Paris (AFP) - The head of the French Socialists admitted his party faced "unprecedented" losses after the country's parliamentary election which could see it lose more than 200 seats.
Projections after the first round of the parliamentary vote showed the party falling to 15-40 seats in the new national assembly from 277 currently. A second round of voting will take place next Sunday.
If confirmed, the party's collapse would be even worse than in 1993 when it fell to 56 seats from 278 at the latter end of Socialist president Francois Mitterrand's second term.
The results were "marked by an unprecedented retreat of the left as a whole and the PS (Socialist Party) in particular," the party's head Jean-Christophe Cambadelis said in comments after the first projections were published.
Sunday's results underline the emphatic rejection of the outgoing Socialist government headed by ex-president Francois Hollande, who hit record levels of unpopularity during his five-year term as leader.

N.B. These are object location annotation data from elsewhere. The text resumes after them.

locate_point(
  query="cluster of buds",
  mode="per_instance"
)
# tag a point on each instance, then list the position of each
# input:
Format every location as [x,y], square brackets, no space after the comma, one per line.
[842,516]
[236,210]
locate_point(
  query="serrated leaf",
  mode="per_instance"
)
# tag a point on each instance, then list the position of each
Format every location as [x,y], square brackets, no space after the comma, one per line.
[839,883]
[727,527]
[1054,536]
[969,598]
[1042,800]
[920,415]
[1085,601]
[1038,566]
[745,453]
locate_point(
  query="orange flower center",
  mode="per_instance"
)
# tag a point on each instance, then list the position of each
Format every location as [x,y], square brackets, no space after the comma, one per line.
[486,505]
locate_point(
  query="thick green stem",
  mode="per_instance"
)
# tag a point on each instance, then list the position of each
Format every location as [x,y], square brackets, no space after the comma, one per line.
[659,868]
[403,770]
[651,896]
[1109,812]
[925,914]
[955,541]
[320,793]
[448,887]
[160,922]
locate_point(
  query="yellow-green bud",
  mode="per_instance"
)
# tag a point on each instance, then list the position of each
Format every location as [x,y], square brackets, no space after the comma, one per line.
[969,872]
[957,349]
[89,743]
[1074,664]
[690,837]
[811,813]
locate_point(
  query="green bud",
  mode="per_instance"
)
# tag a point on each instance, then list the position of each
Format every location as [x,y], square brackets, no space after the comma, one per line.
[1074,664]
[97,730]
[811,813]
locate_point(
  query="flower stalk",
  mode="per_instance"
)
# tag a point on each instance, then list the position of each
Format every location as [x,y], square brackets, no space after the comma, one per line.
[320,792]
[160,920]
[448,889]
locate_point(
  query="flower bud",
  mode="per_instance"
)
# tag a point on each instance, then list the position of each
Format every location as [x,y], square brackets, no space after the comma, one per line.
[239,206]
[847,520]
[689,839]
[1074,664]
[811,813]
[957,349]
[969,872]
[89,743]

Julien Dray, a senior Socialist leader, said it was "a profound political crisis. Firstly we'll have to see the second round... we need to keep fighting and afterwards we will need to rework completely what was the Socialist identity."
The party has already raised the possibility of having to sell its headquarters in central Paris as it haemorrhages donations and public subsidies which are essential for keeping it afloat.
Projections on Sunday indicated that President Emmanuel Macron's centrist party Republique en Marche (Republic on the Move, REM) and its allies were on course for a huge majority of 390-445 seats in the 577-member National Assembly.
Macron served as economy minister in the previous Socialist government, but fell out with the party's leaders over his desire to push pro-business and market-friendly reforms.
The 39-year-old was briefly a Socialist party member in his twenties, but started his En Marche movement last April in a bid to redraw French politics around a new centrist force at the expense of France's traditional parties.